Pete Dwyer writes about the bird ringing he is undertaking at the reserve (why and how?)
There is a need to monitor bird populations over time in order to conserve them effectively. We need to know whether numbers are stable or changing. Are they decreasing or increasing? If there is a change in numbers, particularly a decrease, we need to know why. Targeted Conservation can then be brought into action.
Constant Effort methodology, pioneered in the UK by the British Trust for Ornithology nearly 40 years ago, is now used worldwide. This uses, as the name may suggest, year on year catches from standardised mist-netting by Licensed Ornithologists to observe and check key aspects of the demography of 24 common breeding songbirds being monitored throughout the breeding season, with twelve standardised visits between May and August. Nets are placed in the same location over the same length of time during each visit. Changes in the total number of adults caught provide a measure of changing population size, whilst the proportion of young birds caught forms an indication of breeding success. Subsequent sightings of adult birds ringed in previous years can also be used to estimate annual survival rates.

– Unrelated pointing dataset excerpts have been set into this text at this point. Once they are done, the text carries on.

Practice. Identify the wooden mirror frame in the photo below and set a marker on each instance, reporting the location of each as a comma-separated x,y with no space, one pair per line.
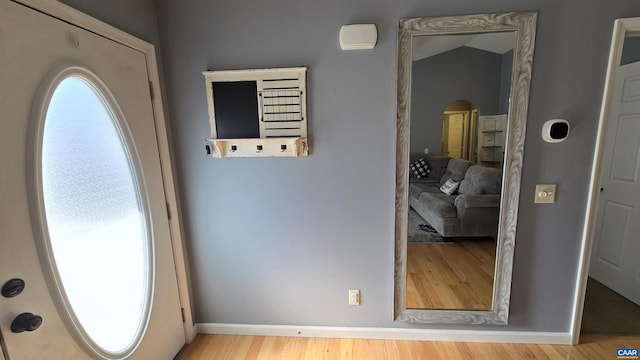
524,26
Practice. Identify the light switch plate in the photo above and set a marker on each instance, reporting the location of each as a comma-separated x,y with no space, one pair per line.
545,193
354,297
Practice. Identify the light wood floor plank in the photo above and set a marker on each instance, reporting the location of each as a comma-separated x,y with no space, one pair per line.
207,347
451,276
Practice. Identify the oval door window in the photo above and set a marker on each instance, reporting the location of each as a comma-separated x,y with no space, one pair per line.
95,214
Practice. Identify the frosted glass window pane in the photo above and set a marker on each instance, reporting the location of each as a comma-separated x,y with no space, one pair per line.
96,225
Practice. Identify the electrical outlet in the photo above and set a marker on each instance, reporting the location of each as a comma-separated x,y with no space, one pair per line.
545,194
354,297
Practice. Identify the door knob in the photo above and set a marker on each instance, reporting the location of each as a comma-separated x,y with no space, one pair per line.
26,322
13,288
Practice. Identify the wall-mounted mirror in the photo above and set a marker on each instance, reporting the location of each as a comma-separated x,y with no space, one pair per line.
463,89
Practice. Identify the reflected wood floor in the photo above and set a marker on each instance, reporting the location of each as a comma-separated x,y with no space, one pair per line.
206,347
451,276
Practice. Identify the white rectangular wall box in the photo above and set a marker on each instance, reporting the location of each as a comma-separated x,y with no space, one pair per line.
258,112
358,37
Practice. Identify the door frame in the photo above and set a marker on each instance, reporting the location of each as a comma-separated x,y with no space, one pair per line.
72,16
620,28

A Pilot Project of 12 visits began this Spring on the reserve. Prior to the Project we were already aware that at least one Reed Warbler had returned to Foxearth Meadows to breed between 2017 and 2018.
Of the 24 songbird species being monitored, 14 have already been ringed as part of the Project, namely Song Thrush (on Red-list of Birds of Conservation Concern), Dunnock, Reed Bunting (both birds on the Amber-list of BOCC), Reed Warbler, Whitethroat, Blackcap, Chiffchaff, Long Tailed Tit, Blue Tit, Great Tit, Treecreeper, Wren, Robin, Blackbird.
Pete has often been assisted by Tom or Rod. Thank you all for your careful work.